La canzone del secolo
Nel 1983, l'unico riscontro rintracciabile
di Baglioni è una pubblicazione francese del 45 giri
Présages (Avrai) / Les vieux (I vecchi) mentre, l'anno successivo, una giuria
di lettori di TV Sorrisi e Canzoni lo insignisce di uno speciale premio
selezionandolo come uno dei nuovi sette re di Roma. Gli altri sono tutti
personaggi illustri del calibro di Alberto Sordi, Vittorio Gassman,
Giulio
Andreotti, Paulo Roberto Falcao, Federico Fellini e lo stilista
Valentino. Sono
queste comunque, tutte notizie indirette, che non lo ripropongono direttamente.
Nel gennaio del 1985 è invece la
giuria popolare di Fantastico, rivista di varietà del sabato sera condotta dal
presentatore Pippo Baudo, a proclamare Questo piccolo grande amore, dopo
settimane di selezioni eliminatorie, addirittura canzone del secolo.
In conseguenza di questo fatto, viene data per certa la notizia della presenza
del cantautore al teatro Ariston per la serata finale del Festival di Sanremo
del febbraio successivo; questo affinché Claudio possa ritirare dalle mani di
Baudo il premio appena riconosciutogli.
C'è dunque un certo fermento sia nell'ambito dei fan che di tutta la canzone
popolare italiana all'idea che, seppur da ospite, un artista del calibro di
Baglioni scelga di rientrare sulla ribalta proprio in occasione della
celeberrima rassegna canora. Sono, quelli, anni in cui Sanremo è bersagliato da
roventi polemiche: sia gli organi di stampa che gli addetti ai lavori non
tollerano che i cantanti si esibiscano in playback, cioè su una base
preregistrata che ne sostituisca l'interpretazione dal vivo.

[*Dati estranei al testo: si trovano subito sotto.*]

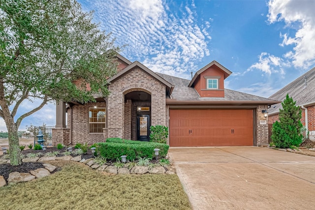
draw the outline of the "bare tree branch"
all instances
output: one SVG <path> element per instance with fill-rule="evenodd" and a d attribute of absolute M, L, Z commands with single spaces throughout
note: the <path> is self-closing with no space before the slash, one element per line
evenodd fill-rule
<path fill-rule="evenodd" d="M 37 107 L 35 108 L 35 109 L 33 109 L 32 110 L 31 110 L 30 112 L 27 112 L 24 114 L 24 115 L 21 115 L 21 117 L 20 117 L 18 119 L 18 120 L 16 120 L 16 126 L 17 127 L 19 127 L 19 126 L 20 126 L 20 125 L 21 124 L 21 122 L 22 122 L 22 120 L 23 120 L 24 118 L 26 118 L 27 117 L 30 116 L 32 114 L 34 113 L 37 111 L 39 110 L 40 109 L 43 108 L 43 107 L 45 105 L 45 104 L 46 104 L 46 103 L 48 101 L 48 97 L 47 95 L 45 95 L 43 102 L 40 104 L 39 106 L 38 106 Z"/>

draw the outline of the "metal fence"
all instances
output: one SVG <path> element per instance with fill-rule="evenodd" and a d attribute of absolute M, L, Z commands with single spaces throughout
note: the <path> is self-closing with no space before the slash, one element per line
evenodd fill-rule
<path fill-rule="evenodd" d="M 34 126 L 34 145 L 37 143 L 37 137 L 36 135 L 38 135 L 38 132 L 40 129 L 43 132 L 44 135 L 43 138 L 45 140 L 44 142 L 44 145 L 48 146 L 51 146 L 53 145 L 53 132 L 52 128 L 55 128 L 55 126 L 41 126 L 39 127 Z"/>

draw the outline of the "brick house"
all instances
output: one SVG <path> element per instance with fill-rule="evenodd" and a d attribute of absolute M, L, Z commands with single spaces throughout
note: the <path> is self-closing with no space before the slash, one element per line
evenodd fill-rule
<path fill-rule="evenodd" d="M 296 106 L 302 109 L 301 121 L 309 133 L 310 139 L 315 141 L 315 67 L 312 68 L 269 97 L 273 100 L 283 101 L 288 94 Z M 268 123 L 272 124 L 279 119 L 281 103 L 268 109 Z"/>
<path fill-rule="evenodd" d="M 149 141 L 150 126 L 162 125 L 169 128 L 171 146 L 268 144 L 263 110 L 279 101 L 224 89 L 232 72 L 218 62 L 189 80 L 155 73 L 120 55 L 117 59 L 118 73 L 108 80 L 108 97 L 57 104 L 53 142 Z"/>

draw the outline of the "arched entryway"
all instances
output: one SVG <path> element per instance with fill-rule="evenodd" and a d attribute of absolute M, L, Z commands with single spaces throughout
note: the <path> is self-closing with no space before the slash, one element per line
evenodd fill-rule
<path fill-rule="evenodd" d="M 150 140 L 151 94 L 145 90 L 128 90 L 125 93 L 124 138 Z"/>

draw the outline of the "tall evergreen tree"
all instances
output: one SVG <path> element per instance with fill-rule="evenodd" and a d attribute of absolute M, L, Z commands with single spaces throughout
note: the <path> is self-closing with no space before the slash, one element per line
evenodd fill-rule
<path fill-rule="evenodd" d="M 298 147 L 302 143 L 302 112 L 295 103 L 296 101 L 293 101 L 288 94 L 282 103 L 283 109 L 280 110 L 279 121 L 275 122 L 272 126 L 271 139 L 277 147 Z"/>

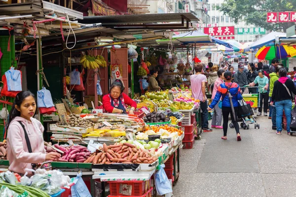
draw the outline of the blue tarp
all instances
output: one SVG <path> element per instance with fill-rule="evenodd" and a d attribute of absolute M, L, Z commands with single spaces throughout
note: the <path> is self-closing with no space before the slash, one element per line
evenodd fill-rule
<path fill-rule="evenodd" d="M 271 32 L 268 34 L 263 36 L 258 40 L 253 42 L 244 49 L 244 52 L 248 52 L 258 49 L 267 44 L 271 44 L 275 40 L 275 37 L 286 37 L 286 33 L 280 32 Z"/>

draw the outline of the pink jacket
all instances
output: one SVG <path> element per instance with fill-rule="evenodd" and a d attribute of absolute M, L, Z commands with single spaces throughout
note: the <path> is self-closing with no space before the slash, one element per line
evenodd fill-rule
<path fill-rule="evenodd" d="M 213 93 L 212 93 L 212 100 L 215 98 L 215 96 L 218 90 L 218 88 L 220 86 L 220 85 L 223 83 L 223 80 L 221 78 L 218 77 L 215 81 L 214 84 L 214 89 L 213 90 Z"/>
<path fill-rule="evenodd" d="M 32 153 L 28 151 L 24 130 L 17 121 L 21 121 L 27 131 L 32 148 Z M 15 117 L 9 125 L 7 131 L 7 157 L 9 160 L 8 169 L 11 171 L 25 174 L 26 168 L 32 169 L 31 164 L 45 161 L 43 132 L 44 128 L 40 122 L 31 118 L 30 122 L 21 117 Z M 32 174 L 31 172 L 28 172 Z"/>

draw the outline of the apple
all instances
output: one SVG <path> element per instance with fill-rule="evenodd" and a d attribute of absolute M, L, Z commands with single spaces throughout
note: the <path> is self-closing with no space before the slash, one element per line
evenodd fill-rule
<path fill-rule="evenodd" d="M 120 141 L 120 143 L 121 143 L 121 144 L 123 144 L 123 143 L 126 143 L 126 142 L 127 142 L 127 141 L 126 141 L 126 140 L 125 139 L 124 139 L 124 140 L 121 140 L 121 141 Z"/>
<path fill-rule="evenodd" d="M 127 143 L 129 143 L 130 144 L 133 144 L 134 141 L 131 139 L 129 139 L 128 140 L 127 140 Z"/>
<path fill-rule="evenodd" d="M 150 149 L 151 149 L 151 146 L 150 145 L 150 144 L 146 144 L 144 145 L 144 148 L 145 148 L 145 149 L 150 150 Z"/>

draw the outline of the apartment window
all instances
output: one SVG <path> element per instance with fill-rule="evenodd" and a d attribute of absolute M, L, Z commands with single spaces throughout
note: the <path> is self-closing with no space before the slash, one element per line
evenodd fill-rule
<path fill-rule="evenodd" d="M 220 23 L 220 21 L 219 21 L 219 18 L 220 18 L 220 17 L 219 17 L 219 16 L 216 16 L 216 23 Z"/>
<path fill-rule="evenodd" d="M 221 16 L 221 23 L 224 22 L 224 16 Z"/>
<path fill-rule="evenodd" d="M 212 4 L 212 10 L 214 10 L 215 9 L 215 8 L 216 8 L 216 4 L 213 3 Z"/>

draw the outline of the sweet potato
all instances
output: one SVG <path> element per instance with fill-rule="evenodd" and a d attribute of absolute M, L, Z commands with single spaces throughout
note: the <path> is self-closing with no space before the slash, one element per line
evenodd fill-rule
<path fill-rule="evenodd" d="M 98 163 L 98 161 L 99 161 L 99 159 L 101 158 L 101 156 L 102 156 L 102 154 L 103 154 L 102 152 L 98 153 L 96 156 L 96 157 L 95 157 L 95 159 L 94 160 L 94 161 L 93 162 L 93 164 L 97 164 Z"/>
<path fill-rule="evenodd" d="M 129 143 L 127 143 L 127 142 L 124 143 L 123 145 L 125 145 L 125 146 L 127 146 L 129 147 L 131 147 L 131 148 L 136 148 L 137 147 L 135 144 L 130 144 Z"/>
<path fill-rule="evenodd" d="M 108 151 L 108 146 L 105 143 L 104 143 L 104 144 L 103 144 L 103 149 L 104 149 L 104 151 L 106 152 L 107 152 Z"/>
<path fill-rule="evenodd" d="M 81 159 L 81 160 L 76 161 L 76 162 L 77 162 L 77 163 L 82 163 L 84 162 L 85 160 L 85 159 Z"/>

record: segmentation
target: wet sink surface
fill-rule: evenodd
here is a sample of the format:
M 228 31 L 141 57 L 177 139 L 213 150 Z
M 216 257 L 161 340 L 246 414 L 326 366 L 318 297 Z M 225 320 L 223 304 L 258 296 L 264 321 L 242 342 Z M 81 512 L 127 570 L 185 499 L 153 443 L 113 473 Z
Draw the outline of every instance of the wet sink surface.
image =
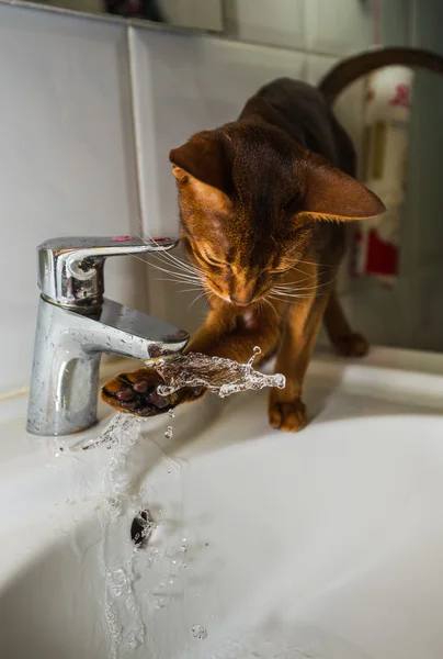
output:
M 441 659 L 443 360 L 318 358 L 298 435 L 265 395 L 144 424 L 111 525 L 114 449 L 60 453 L 2 403 L 2 659 Z M 140 503 L 158 526 L 134 552 Z

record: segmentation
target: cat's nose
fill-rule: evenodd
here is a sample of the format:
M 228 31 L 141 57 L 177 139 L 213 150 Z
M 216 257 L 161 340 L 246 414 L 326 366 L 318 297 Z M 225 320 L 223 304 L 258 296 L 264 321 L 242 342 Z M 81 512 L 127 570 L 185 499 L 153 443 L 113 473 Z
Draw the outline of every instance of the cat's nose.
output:
M 249 298 L 248 300 L 240 300 L 236 295 L 230 295 L 230 301 L 238 306 L 248 306 L 248 304 L 252 302 L 252 298 Z

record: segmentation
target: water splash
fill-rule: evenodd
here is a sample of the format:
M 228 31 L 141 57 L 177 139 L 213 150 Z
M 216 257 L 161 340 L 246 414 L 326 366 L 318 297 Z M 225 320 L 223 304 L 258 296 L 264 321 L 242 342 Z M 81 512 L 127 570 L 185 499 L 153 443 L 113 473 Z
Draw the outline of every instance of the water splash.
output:
M 120 521 L 129 506 L 127 456 L 140 434 L 140 420 L 116 415 L 99 438 L 111 446 L 104 472 L 104 499 L 101 513 L 100 563 L 104 578 L 104 616 L 110 659 L 125 659 L 143 644 L 145 626 L 140 604 L 134 591 L 134 558 L 130 547 L 122 550 Z
M 205 388 L 225 398 L 248 389 L 283 389 L 286 381 L 282 373 L 268 376 L 253 369 L 253 360 L 260 354 L 261 349 L 255 346 L 247 364 L 201 353 L 189 353 L 173 360 L 161 360 L 152 366 L 167 384 L 160 384 L 157 391 L 160 395 L 168 396 L 184 387 L 197 390 Z
M 206 627 L 203 627 L 203 625 L 193 625 L 191 627 L 191 632 L 193 637 L 197 638 L 198 640 L 204 640 L 207 638 L 207 630 Z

In ogni caso la manifestazione riscuote il consueto seguito e la serata finale
si trascina ormai verso il suo epilogo quando il presentatore, con malcelata
noncuranza, dispiega il finto effetto sorpresa invitando Claudio Baglioni a
raggiungerlo presso il palco. Quella che si alza da una poltroncina nel mezzo
del teatro sembra una figura decisamente diversa da quella che si ricordava
trascinare le folle, un paio d'anni prima, negli stadi e nelle piazze italiani
al ritmo di Alé-oó: abbandonato l'inseparabile look "casual", ora sostituito da
tagli decisamente più classici, Claudio ha anche eliminato la capigliatura folta
e cespugliosa per un taglio decisamente più sobrio; esso evidenzia ulteriormente
il volto scarno, oltre ad acuire l'espressione un po' disagiata: è con quella
stessa espressione e con quel suo incedere un po' indeciso che raggiunge il
proscenio e si concede al pubblico, senza tuttavia perdere quell'aria timida e
quasi circospetta che avevamo conosciuta così bene prima dei bagni di folla
seguiti ai concerti dell'82. Le sue risposte alle interrogazioni del conduttore
sono solo sillabate; con voce quasi tremula ammette di stare ultimando un nuovo
disco d'inediti che sarà pronto prima della fine dell'anno. Quindi, sollecitato
da Baudo, si sistema presso un pianoforte a gran coda per l'esecuzione di quella
canzone del secolo che ha costituito l'inizio della sua fortuna di cantante.
Se si poteva sospettare anche da parte sua un utilizzo di basi registrate, ogni
perplessità viene subito sgomberata a partire dall'incipit: la voce di Claudio
si alza in tonalità sconosciute all'originale e le note si piegano ad accordi
inediti: l'interpretazione che ne esce è superba anche per la passione quasi
rabbiosa con cui viene proposta: forse è un modo velatamente polemico per
contestare il playback. Alla fine, dopo aver ritirato il premio, egli si
accomiata dalla scena e si defila ordinatamente fra quel pubblico da cui era
comparso. La sua esibizione crea evidentemente clamore perché l'indomani i
giornali gli tributano sperticati elogi additandolo come esempio di come sia
possibile cantare "live" anche a Sanremo. È qui opportuno ricordare che, anche
in conseguenza della partecipazione del nostro, l'anno successivo il Festival
verrà restituito alla sua dimensione di gara effettivamente "canora" e il
playback bandito definitivamente dalla rassegna.